Exporting Data with Crunch Lakehouse APIs

The Crunch Lakehouse supports multiple ways to export data. Refer to the section below which most closely matches your use case.

Single Data File Downloads

A single data file download provides a simple mechanism for exporting small datasets in an easy to use form.

When you use the single data file download approach you will be provided a time limited URL to download the (parquet) data file, and corresponding schema and metadata files (JSON).

The URLs will expire after 1 hour.

Downloads are limited to datasets with less than 50 million respondent answers (based on rows * columns)
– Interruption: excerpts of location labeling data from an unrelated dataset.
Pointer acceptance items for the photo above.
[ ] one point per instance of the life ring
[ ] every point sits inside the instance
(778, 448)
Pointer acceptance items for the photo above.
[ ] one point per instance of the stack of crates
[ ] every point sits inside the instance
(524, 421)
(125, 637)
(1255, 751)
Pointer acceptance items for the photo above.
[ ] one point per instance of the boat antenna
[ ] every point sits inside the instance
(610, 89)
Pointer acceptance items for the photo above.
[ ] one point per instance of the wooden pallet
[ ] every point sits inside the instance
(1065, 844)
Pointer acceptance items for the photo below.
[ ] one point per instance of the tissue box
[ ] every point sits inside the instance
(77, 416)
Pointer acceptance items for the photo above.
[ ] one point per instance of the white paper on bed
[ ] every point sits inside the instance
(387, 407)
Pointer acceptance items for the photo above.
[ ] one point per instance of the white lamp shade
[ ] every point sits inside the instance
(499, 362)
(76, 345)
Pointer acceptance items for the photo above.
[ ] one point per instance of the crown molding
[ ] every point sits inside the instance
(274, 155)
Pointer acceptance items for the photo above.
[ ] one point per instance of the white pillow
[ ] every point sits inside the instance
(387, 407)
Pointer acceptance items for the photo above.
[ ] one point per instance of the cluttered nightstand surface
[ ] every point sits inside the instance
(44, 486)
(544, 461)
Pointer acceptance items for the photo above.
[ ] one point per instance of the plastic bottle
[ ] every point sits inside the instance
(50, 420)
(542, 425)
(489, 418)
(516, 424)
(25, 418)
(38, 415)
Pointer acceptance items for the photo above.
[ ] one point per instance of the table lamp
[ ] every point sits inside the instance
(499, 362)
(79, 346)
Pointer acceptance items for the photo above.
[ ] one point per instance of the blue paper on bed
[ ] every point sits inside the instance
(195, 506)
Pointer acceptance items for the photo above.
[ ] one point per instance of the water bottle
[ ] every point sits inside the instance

Crunch Datasets or Lakehouse Datasources are supported. Understanding the difference:

Crunch Datasets
Datasets in the Crunch Data Platform are backed by the Crunch analysis engine and are the primary form of survey data in the Crunch Data Platform (CDP). Most data today is a CDP dataset. This is the most likely way to download data. The URLs for datasets look like:
"https://your-domain.crunch.io/api/datasets/<dataset id>"
Lakehouse Datasources
Data ingested directly to the Lakehouse, or otherwise synchronized to the Lakehouse from the Crunch Data Platform are represented as Datasources. The URLs for datasources look like:
"https://your-domain.crunch.io/api/datasources/<datasource id>"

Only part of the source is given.